Zapatero courts Rajoy's support to push through pension reform
Prime minister says retirement-age hike will take effect in 2027
With 15 months to go until the next general election, Prime Minister José Luis Rodríguez Zapatero and opposition Popular Party (PP) leader Mariano Rajoy struck a rare conciliatory note Thursday in pledging to seek agreement on issues that will have repercussions for Spanish citizens long after both politicians have stepped down from public service.
The prime minister, during his summary of the year at the La Moncloa residence, spoke of the need to make extra effort to find common ground with the PP on reforms to the financial sector and the pensions system. Zapatero said he has spoken with "relative frequency" to his opposite number during this legislature and said that "if it is necessary to talk more, then I will talk more," in order to push ahead with the government's plans for pension reform.

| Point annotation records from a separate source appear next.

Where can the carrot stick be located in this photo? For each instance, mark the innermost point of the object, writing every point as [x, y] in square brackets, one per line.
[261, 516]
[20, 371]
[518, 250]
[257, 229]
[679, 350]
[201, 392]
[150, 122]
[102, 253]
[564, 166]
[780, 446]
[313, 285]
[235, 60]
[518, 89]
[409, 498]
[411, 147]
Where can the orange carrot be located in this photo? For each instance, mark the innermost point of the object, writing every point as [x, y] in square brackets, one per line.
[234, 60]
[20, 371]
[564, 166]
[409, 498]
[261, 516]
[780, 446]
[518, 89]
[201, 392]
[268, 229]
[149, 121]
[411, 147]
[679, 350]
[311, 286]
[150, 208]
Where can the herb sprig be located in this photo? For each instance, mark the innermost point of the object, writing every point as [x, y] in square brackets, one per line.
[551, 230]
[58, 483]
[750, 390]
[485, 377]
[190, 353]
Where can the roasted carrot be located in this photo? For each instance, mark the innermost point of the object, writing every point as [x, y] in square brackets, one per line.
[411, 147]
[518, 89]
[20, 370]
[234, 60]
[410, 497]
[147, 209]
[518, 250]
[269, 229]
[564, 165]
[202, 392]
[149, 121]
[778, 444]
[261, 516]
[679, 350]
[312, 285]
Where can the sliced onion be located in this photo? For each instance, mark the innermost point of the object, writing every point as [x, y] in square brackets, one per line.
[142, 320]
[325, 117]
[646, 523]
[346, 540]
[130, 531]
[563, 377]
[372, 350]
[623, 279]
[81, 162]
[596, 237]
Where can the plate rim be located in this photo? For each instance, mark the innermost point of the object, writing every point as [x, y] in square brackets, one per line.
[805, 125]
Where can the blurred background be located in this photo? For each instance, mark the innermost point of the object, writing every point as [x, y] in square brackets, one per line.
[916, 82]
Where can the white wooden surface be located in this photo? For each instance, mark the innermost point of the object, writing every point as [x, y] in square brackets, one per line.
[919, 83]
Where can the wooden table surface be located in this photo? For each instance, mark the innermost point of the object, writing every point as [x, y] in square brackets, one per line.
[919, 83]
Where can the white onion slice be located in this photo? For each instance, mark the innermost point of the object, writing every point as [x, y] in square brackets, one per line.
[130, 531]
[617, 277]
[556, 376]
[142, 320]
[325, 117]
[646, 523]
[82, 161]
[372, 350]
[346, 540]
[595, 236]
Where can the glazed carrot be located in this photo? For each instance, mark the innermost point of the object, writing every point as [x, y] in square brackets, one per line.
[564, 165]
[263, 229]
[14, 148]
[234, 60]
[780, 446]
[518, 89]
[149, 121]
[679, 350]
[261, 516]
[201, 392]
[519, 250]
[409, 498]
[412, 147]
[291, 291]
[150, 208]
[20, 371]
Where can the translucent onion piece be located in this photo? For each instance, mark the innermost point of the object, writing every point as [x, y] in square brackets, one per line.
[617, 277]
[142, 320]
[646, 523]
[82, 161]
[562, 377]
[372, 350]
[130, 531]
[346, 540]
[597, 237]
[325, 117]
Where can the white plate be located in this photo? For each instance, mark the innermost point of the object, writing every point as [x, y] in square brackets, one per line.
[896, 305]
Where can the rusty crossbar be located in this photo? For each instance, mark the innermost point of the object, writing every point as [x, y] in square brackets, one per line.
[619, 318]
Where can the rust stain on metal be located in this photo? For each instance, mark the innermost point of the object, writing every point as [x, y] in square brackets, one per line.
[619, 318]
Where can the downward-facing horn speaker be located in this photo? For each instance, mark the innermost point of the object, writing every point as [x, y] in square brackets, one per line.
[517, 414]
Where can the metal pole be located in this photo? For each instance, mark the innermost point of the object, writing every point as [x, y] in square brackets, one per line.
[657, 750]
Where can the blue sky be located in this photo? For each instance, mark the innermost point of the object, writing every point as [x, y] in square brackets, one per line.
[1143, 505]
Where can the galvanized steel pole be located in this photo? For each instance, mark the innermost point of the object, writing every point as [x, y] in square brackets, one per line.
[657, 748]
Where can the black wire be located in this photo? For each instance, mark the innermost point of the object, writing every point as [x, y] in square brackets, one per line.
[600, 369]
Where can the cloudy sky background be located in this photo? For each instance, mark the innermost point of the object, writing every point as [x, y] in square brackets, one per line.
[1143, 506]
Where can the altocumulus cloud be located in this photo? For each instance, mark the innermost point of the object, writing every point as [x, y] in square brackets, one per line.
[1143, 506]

Rajoy, meanwhile, pledged to "rise to the occasion" to ensure that 2011 "would not be a wasted year."
"I will work so that Spaniards will pay as little as possible in the future for the current situation," Rajoy said. The PP leader is firmly behind reform to Spain's financial system, above all the consolidation of savings banks. But while he broadly supports pension reform, Rajoy's bone of contention lies in the increase in retirement age from 65 to 67.
In the case of a prolongation of working life, Rajoy asserted it must be "with incentives from 65 years upward."
Zapatero announced during his address that the hike in the retirement age would come into effect in 2027. The cross-party Toledo Pact on Wednesday approved 21 recommendations on pension reform to present to the government, but did not reach consensus on the issue of retirement age. Congress is due to convene on January 25 to ratify the commission's findings.